Georgia Tech Climate Conference Showcases Ivan Allen College Climate Change Expertise
By Michael Pearson, Emily Snelling, and Christopher McDermott
Two Ivan Allen College of Liberal Arts schools played key roles in the Global Climate Action Symposium held on campus Sept. 27.
Anna Westerstahl Stenport, chair and professor in the School of Modern Languages, led a discussion with artists on climate change during the event at the Kendeda Building for Innovative Sustainable Design. Stenport is also founding co-director of the Atlanta Global Studies Center, which helped organize the symposium.
The Sam Nunn School of International Affairs was a key contributor, as well. The school's Center for European and Transatlantic Studies generously contributed funding to the event, thanks to its Jean Monnet Center of Excellence Award. The school's Center for International Strategy, Technology, and Policy provided student support. Professor Alasdair Young also secured two of the speakers for the policy panel.
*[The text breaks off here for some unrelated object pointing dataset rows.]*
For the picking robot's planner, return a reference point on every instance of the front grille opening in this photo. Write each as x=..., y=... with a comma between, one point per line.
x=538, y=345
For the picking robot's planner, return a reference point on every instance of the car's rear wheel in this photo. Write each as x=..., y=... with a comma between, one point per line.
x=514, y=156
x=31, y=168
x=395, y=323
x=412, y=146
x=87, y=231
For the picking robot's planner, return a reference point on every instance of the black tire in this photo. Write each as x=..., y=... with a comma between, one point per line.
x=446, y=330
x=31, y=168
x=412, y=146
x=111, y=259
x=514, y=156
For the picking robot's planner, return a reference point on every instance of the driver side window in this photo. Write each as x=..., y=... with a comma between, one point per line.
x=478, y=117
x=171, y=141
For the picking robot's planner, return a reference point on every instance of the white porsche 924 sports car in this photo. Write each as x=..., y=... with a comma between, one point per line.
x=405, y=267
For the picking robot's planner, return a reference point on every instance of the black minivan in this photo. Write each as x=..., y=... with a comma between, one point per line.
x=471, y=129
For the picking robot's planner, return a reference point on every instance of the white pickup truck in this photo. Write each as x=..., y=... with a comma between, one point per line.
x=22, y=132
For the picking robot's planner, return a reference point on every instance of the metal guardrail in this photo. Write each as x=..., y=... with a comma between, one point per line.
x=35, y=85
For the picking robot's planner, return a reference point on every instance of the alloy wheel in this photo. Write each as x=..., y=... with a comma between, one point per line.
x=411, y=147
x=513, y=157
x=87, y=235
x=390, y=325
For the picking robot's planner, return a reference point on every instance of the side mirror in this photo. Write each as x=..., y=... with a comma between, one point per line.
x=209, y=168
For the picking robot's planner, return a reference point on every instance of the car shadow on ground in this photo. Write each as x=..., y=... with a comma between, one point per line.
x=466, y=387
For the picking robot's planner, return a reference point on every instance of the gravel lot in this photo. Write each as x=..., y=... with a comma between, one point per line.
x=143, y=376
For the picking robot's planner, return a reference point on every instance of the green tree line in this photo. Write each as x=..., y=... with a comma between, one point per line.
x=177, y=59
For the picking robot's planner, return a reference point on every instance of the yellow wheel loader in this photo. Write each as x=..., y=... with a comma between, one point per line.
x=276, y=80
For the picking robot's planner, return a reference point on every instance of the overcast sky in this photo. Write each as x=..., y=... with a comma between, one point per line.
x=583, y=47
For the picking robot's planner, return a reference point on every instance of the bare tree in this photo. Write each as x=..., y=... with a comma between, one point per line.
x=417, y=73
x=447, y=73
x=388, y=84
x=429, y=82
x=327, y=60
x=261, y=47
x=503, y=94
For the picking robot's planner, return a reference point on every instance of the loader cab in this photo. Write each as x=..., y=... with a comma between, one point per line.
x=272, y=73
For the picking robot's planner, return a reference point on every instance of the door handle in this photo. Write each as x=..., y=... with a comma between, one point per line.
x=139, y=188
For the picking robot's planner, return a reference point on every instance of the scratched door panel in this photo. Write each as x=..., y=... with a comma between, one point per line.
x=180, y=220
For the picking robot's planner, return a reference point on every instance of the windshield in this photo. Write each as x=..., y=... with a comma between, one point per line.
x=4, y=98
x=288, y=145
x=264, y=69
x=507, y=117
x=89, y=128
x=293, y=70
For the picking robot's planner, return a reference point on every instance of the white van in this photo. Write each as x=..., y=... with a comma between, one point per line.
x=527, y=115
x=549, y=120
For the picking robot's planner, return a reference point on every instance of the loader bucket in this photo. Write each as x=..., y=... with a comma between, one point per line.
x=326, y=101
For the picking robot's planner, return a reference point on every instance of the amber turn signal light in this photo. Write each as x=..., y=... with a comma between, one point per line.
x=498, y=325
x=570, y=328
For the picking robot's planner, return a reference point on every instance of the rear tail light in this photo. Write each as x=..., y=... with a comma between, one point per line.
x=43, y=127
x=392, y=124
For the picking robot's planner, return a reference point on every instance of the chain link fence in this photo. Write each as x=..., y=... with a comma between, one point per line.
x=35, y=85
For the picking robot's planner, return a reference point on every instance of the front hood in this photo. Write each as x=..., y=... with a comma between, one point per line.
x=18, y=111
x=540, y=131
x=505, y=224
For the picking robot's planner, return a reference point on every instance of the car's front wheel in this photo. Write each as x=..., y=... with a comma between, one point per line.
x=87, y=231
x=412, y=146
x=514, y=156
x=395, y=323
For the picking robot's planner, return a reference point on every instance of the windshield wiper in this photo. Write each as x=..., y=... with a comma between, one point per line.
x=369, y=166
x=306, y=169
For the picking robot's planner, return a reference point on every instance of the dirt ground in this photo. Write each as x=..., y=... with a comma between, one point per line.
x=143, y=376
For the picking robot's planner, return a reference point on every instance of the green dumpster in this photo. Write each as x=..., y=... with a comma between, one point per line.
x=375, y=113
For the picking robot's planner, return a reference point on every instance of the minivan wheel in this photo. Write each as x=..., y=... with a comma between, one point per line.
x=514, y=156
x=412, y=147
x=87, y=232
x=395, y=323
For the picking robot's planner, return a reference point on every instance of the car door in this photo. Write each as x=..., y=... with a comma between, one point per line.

In her remarks, Stenport told attendees that "we know that the global south, the Arctic, indigenous peoples, and women all over the world are disproportionately affected by climate change. Art and artists have the opportunity to convey not only local stories, but also to speculate, imagine, and posit alternate and different futures for global good; those that are equitable and inclusive, and not driven primarily by capitalism and colonialism.”
The event brought together a wide range of experts to showcase climate change engagement by local student activists, scientists and engineers, business and policy experts, and artists. It was part of European Climate Diplomacy Week, an initiative of the European Union. In addition to the Nunn School and the School of Modern Languages, several other Georgia Institute of Technology units and the consulates general of eight European nations helped organize or participated in the event.
“This event encapsulates what I love best about Georgia Tech,” Young said. “You have collaboration across disciplines—atmospheric sciences, business, engineering, and international affairs—on a common topic, as well as cooperation with the local diplomatic corps and an engaged audience of students and people from the wider community.”
In addition to Stenport’s panel, the event featured remarks from President Ángel Cabrera, a discussion on science and engineering and a panel on business and policy.
Other Georgia Tech units involved were the Global Change Program, the Office of International Initiatives, the Center for Serve-Learn-Sustain, and the Ray C. Anderson Center for Sustainable Business.